October
8, 2001
"The
bombing begins," screams today's headline of the normally restrained
Guardian. "Battle Joined" echoes the equally cautious Herald Tribune,
quoting George W. Bush. But with whom is it joined? And how will it end? How
about with Osama bin Laden in chains, looking more serene and Christ-like than
ever, arranged before a tribune of his vanquishers with Johnnie Cochran to
defend him? The fees won't be a problem, that's for sure.
Or
how about with a bin Laden blown to smithereens by one of those clever bombs we
keep reading about that kill terrorists in caves but don't break the crockery?
Or is there a solution I haven't thought of that will prevent us from turning
our arch-enemy into an arch-martyr in the eyes of those for whom he is already
semi-divine?
Yet
we must punish him. We must bring him to justice. Like any sane person, I see
no other way. Send in the food and medicines, provide the aid, sweep up the
starving refugees, maimed orphans and body parts--sorry, "collateral
damage"--but bin Laden and his awful men, we have no choice, must be
hunted down.
But
unfortunately what America longs for at this moment, even above retribution, is
more friends and fewer enemies. And what America is storing up for herself, and
so are we Brits, is yet more enemies; because after all the bribes, threats and
promises that have patched together the rickety coalition, we cannot prevent
another suicide bomber being born each time a misdirected missile wipes out an
innocent village, and nobody can tell us how to dodge this devil's cycle of
despair, hatred and--yet again--revenge.
The
stylized television footage and photographs of bin Laden suggest a man of
homoerotic narcissism, and maybe we can draw a grain of hope from that. Posing
with a Kalashnikov, attending a wedding or consulting a sacred text, he
radiates with every self-adoring gesture an actor's awareness of the lens. He
has height, beauty, grace, intelligence and magnetism, all great attributes
unless you're the world's hottest fugitive and on the run, in which case
they're liabilities hard to disguise. But greater than all of them, to my jaded
eye, is his barely containable male vanity, his appetite for self-drama and his
closet passion for the limelight. And just possibly this trait will be his
downfall, seducing him into a final dramatic act of self-destruction, produced,
directed, scripted and acted to death by Osama bin Laden himself.
By
the accepted rules of terrorist engagement, of course, the war is long lost. By
us. What victory can we possibly achieve that matches the defeats we have
already suffered, let alone the defeats that lie ahead? Terror is theater, a
soft-spoken Palestinian firebrand told me in Beirut in 1982. He was talking
about the murder of Israeli athletes at the Munich Olympics, but he might as
well have been talking about the twin towers and the Pentagon. The late
Bakunin, evangelist of anarchism, liked to speak of the propaganda of the Act.

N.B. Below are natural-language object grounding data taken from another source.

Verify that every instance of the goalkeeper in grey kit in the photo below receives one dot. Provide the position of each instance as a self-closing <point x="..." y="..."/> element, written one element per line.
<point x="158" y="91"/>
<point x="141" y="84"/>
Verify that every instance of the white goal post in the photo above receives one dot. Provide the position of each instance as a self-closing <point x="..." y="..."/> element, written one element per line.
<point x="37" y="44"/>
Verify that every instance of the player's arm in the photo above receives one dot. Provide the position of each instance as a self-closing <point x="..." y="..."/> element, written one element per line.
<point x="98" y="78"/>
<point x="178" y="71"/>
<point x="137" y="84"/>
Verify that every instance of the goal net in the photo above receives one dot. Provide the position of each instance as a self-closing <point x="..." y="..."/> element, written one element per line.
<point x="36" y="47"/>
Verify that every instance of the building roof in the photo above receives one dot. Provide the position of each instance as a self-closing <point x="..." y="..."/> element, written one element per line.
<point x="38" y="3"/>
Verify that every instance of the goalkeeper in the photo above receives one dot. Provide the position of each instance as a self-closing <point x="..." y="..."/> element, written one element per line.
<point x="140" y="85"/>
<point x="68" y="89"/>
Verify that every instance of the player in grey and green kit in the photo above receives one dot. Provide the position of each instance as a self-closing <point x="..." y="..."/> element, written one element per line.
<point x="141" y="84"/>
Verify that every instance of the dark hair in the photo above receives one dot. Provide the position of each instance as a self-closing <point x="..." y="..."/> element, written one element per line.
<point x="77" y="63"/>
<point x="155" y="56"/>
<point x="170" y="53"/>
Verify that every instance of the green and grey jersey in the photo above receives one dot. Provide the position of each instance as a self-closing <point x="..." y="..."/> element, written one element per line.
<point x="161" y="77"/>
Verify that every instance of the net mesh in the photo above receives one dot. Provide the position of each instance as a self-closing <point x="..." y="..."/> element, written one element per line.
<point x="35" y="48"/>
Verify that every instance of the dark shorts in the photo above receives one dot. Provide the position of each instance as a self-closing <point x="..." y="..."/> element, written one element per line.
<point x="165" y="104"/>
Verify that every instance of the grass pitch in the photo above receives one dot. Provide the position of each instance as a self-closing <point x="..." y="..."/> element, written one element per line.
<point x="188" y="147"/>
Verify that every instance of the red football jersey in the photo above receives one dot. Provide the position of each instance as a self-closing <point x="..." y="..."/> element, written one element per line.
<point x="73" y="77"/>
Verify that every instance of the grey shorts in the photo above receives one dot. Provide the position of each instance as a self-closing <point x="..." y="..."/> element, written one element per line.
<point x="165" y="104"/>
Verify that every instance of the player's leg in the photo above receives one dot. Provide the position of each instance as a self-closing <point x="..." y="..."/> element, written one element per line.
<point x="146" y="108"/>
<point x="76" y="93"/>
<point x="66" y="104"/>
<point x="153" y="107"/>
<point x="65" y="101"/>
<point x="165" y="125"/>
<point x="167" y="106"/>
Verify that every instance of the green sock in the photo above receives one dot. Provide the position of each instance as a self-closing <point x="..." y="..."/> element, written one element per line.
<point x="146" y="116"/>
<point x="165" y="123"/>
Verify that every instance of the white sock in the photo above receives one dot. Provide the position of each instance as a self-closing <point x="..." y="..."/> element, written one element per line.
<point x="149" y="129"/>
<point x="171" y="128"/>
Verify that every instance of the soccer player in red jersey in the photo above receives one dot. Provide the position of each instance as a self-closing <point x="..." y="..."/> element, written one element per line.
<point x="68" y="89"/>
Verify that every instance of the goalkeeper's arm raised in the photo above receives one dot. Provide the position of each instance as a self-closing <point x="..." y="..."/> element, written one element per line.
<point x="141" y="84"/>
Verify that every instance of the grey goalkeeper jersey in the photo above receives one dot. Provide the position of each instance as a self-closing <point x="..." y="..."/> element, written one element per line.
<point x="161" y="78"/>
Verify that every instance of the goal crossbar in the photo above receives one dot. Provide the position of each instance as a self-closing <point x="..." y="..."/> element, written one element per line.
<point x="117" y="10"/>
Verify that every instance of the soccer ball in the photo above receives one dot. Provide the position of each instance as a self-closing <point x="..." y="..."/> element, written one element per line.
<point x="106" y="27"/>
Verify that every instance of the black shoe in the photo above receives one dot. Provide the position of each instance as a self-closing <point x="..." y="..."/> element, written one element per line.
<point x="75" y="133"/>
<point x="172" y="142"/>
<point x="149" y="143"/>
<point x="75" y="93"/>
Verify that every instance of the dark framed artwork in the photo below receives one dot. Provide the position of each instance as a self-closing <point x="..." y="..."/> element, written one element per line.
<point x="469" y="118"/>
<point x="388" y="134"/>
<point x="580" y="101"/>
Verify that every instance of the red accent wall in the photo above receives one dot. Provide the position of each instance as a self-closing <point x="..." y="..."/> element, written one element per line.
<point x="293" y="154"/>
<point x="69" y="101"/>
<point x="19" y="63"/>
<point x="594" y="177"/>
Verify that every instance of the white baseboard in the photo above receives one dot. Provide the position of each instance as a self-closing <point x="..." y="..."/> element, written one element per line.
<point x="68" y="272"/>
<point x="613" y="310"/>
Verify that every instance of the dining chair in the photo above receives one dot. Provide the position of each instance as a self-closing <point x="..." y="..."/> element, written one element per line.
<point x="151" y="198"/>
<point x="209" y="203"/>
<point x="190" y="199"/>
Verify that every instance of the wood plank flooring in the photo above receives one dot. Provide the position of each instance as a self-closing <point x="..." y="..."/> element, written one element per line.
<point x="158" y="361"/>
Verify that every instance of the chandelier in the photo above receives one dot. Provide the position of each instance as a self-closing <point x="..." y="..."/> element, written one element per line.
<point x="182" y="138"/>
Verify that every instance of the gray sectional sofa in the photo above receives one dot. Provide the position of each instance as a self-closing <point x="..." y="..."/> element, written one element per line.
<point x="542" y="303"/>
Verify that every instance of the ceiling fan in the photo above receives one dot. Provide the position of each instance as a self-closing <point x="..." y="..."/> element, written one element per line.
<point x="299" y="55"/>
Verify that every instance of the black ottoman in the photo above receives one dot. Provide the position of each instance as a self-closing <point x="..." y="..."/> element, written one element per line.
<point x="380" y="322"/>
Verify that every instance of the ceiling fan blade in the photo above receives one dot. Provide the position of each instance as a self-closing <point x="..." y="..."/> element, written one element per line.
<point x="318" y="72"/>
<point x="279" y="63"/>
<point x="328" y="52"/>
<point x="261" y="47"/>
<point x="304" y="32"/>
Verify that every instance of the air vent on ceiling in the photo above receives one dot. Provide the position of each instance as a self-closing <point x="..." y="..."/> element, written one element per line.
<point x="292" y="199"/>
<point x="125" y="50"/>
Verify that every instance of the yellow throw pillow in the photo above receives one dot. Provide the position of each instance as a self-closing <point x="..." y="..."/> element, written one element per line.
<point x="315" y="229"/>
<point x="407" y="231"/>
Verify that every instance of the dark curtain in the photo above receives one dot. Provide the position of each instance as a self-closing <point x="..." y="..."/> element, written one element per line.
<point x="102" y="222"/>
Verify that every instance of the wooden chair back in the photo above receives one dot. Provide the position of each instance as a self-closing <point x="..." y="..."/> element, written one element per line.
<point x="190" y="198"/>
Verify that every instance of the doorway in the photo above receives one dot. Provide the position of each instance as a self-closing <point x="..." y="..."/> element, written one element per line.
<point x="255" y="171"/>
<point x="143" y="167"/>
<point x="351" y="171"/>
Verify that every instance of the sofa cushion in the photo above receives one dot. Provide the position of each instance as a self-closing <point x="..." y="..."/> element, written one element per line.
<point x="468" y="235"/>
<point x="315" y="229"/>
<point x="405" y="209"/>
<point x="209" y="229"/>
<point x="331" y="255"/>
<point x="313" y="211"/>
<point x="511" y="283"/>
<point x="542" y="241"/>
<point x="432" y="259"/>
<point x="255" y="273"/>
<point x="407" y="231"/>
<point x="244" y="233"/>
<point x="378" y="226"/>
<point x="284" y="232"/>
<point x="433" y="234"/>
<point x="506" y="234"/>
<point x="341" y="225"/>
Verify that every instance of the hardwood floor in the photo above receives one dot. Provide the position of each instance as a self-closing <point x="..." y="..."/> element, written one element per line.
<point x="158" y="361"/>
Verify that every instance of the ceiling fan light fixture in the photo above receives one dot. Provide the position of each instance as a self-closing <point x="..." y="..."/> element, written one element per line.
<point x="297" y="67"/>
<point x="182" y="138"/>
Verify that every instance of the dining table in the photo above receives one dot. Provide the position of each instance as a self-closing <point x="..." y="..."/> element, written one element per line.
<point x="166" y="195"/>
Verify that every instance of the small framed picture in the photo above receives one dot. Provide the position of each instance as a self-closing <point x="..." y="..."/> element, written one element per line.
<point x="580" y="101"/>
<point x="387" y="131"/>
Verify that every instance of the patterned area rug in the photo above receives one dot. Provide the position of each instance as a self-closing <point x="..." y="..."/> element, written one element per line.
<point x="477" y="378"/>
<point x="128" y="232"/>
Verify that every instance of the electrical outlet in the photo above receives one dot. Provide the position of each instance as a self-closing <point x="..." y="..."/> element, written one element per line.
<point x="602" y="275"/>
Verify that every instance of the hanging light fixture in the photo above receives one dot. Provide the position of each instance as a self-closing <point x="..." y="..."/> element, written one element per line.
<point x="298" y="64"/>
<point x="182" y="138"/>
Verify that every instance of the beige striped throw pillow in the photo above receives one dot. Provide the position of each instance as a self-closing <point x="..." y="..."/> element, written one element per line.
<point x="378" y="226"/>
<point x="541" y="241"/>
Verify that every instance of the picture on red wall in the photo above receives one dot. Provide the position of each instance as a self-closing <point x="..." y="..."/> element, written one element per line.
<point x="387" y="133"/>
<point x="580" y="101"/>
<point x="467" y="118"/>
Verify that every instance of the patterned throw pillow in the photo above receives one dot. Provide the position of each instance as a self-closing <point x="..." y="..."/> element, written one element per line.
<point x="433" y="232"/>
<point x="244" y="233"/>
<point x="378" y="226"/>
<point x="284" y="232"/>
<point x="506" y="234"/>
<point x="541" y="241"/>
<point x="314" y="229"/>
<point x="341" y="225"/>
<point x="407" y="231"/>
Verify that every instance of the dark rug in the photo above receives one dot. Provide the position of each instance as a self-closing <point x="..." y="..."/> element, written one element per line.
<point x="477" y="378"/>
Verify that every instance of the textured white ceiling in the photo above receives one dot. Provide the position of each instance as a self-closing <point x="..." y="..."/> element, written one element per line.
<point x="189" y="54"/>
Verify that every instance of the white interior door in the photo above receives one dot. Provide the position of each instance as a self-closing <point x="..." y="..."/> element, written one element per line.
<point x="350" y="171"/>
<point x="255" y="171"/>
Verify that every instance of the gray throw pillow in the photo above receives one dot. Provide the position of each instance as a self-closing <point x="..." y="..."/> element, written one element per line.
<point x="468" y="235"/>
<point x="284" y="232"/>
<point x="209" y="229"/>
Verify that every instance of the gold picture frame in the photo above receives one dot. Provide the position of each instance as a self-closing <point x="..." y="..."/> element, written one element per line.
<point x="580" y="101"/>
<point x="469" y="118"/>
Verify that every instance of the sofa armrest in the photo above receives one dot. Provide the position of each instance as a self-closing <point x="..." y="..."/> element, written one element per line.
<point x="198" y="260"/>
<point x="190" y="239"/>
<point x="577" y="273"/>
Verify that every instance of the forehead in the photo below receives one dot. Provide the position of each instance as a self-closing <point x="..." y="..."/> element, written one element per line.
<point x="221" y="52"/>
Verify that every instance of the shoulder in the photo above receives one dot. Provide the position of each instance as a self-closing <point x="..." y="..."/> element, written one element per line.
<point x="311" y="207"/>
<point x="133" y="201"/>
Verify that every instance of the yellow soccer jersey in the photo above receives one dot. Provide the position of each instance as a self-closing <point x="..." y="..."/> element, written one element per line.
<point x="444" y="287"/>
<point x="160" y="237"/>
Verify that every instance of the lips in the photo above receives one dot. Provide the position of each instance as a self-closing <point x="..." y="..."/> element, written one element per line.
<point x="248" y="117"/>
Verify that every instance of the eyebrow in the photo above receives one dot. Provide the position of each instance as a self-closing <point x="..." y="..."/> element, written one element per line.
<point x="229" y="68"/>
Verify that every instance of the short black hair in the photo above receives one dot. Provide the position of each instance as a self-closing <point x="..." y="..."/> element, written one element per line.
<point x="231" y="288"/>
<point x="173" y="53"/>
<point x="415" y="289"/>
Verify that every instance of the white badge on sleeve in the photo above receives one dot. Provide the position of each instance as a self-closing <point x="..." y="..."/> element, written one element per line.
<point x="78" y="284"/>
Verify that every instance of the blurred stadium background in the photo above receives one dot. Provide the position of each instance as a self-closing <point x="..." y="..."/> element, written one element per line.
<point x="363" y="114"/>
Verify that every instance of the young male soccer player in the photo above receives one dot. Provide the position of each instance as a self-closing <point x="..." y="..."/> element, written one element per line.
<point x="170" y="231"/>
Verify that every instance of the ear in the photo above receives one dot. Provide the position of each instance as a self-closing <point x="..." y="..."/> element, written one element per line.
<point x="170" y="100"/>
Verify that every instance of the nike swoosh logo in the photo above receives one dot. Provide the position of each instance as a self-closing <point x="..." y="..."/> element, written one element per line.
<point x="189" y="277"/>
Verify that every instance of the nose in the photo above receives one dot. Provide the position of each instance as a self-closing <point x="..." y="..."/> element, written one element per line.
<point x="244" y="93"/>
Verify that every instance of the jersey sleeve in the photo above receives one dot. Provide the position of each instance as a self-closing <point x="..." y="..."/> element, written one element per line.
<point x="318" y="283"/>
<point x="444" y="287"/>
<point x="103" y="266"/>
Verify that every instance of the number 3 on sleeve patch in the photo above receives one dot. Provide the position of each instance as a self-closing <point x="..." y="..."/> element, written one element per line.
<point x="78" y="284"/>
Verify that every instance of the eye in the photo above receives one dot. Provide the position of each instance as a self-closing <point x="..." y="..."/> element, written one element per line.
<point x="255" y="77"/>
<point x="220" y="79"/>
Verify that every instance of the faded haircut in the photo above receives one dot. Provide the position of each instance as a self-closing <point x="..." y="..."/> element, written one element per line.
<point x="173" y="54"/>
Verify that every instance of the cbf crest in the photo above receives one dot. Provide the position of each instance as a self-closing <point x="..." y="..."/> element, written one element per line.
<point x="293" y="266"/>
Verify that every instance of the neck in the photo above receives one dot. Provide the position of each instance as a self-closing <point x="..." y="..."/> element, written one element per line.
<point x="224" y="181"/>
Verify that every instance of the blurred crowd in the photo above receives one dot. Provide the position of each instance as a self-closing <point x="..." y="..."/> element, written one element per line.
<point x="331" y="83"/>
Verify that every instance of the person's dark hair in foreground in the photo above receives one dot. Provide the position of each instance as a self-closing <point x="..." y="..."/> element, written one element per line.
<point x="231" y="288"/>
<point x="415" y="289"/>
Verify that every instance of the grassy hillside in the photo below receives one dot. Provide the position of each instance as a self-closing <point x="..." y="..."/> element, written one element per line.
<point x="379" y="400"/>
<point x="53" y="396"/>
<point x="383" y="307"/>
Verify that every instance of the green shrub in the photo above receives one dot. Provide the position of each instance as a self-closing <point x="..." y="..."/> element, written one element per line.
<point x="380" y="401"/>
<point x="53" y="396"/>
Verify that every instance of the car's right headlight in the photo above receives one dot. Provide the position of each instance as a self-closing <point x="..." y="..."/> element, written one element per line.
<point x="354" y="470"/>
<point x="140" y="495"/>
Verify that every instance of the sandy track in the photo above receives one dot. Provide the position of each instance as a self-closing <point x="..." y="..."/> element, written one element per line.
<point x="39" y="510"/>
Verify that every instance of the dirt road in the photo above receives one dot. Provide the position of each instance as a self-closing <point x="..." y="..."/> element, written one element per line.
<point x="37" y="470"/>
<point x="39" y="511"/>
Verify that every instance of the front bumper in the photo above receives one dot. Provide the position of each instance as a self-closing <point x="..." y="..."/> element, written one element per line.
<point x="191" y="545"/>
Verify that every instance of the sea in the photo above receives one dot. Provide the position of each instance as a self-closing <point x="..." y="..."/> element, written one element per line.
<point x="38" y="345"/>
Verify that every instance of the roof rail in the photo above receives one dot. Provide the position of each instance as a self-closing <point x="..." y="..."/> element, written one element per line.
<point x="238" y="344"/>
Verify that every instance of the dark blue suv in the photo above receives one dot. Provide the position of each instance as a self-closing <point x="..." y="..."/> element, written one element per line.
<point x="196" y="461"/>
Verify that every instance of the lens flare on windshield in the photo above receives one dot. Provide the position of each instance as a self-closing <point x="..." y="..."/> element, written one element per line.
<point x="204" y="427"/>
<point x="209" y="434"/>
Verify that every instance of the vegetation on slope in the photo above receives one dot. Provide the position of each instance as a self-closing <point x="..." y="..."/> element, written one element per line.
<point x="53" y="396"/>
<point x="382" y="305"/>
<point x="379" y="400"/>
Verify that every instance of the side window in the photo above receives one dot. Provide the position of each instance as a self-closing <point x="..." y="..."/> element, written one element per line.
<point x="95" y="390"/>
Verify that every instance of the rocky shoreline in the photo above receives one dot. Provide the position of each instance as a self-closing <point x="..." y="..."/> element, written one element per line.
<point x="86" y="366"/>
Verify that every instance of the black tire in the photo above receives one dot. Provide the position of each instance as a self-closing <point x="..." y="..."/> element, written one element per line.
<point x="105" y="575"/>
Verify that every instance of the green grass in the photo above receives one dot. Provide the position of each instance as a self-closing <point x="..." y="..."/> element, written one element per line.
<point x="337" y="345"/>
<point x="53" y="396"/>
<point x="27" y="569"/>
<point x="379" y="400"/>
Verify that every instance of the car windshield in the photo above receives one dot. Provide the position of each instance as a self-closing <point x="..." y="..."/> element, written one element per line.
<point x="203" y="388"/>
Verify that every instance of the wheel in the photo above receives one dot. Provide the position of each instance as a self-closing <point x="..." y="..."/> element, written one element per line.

It's hard to imagine more theatrical, more potent acts of propaganda than
these.
Now
Bakunin in his grave and bin Laden in his cave must be rubbing their hands in
glee as we embark on the very process that terrorists of their stamp so relish:
as we hastily double up our police and intelligence forces and award them
greater powers, as we put basic civil rights on hold and curtail press freedom,
impose news blackpoints and secret censorship, spy on ourselves and, at our
worst, violate mosques and hound luckless citizens in our streets because we
are afraid of the color of their skin.
All
the fears that we share--"Dare I fly?" "Ought I to tell the
police about the weird couple upstairs?" "Would it be safer not to
drive down Whitehall this morning?" "Is my child safely back from
school?" "Have my life's savings plummeted?"--are precisely the
fears our attackers want us to have.
Until
September 11, the United States was only too happy to plug away at Vladimir
Putin about his butchery in Chechnya. Russia's abuse of human rights in the
North Caucasus, he was told--we are speaking of wholesale torture, and murder
amounting to genocide, it was generally agreed--was an obstruction to closer
relations with NATO and the United States. There were even voices--mine was
one--that suggested Putin join Milosevic in The Hague; let's do them both
together. Well, goodbye to all that. In the making of the great new coalition,
Putin will look a saint by comparison with some of his bedfellows.
Does
anyone remember anymore the outcry against the perceived economic colonialism
of the G8? Against the plundering of the Third World by uncontrollable
multinational companies? Prague, Seattle and Genoa presented us with disturbing
scenes of broken heads, broken glass, mob violence and police brutality. Tony
Blair was deeply shocked. Yet the debate was a valid one, until it was drowned
in a wave of patriotic sentiment, deftly exploited by corporate America.
Drag
up Kyoto these days and you risk the charge of being anti-American. It's as if
we have entered a new, Orwellian world where our personal reliability as
comrades in the struggle is measured by the degree to which we invoke the past
to explain the present. Suggesting there is a historical context for the recent
atrocities is by implication to make excuses for them. Anyone who is with us
doesn't do that. Anyone who does, is against us.
Ten
years ago, I was making an idealistic bore of myself by telling anyone who
would listen that, with the cold war behind us, we were missing a never-to-be-repeated
chance to transform the global community. Where was the new Marshall Plan? I
pleaded. Why weren't young men and women from the American Peace Corps,
Voluntary Service Overseas and their Continental European equivalents pouring
into the former Soviet Union in their thousands? Where was the world-class
statesman and man of the hour with the voice and vision to define for us the
real, if unglamorous, enemies of mankind: poverty, famine, slavery, tyranny,
drugs, bush-fire wars, racial and religious intolerance, greed?
Now,
overnight, thanks to bin Laden and his lieutenants, all our leaders are
world-class statesmen, proclaiming their voices and visions in distant airports
while they feather their electoral nests.
There
has been unfortunate talk, and not only from Signor Berlusconi, of a crusade.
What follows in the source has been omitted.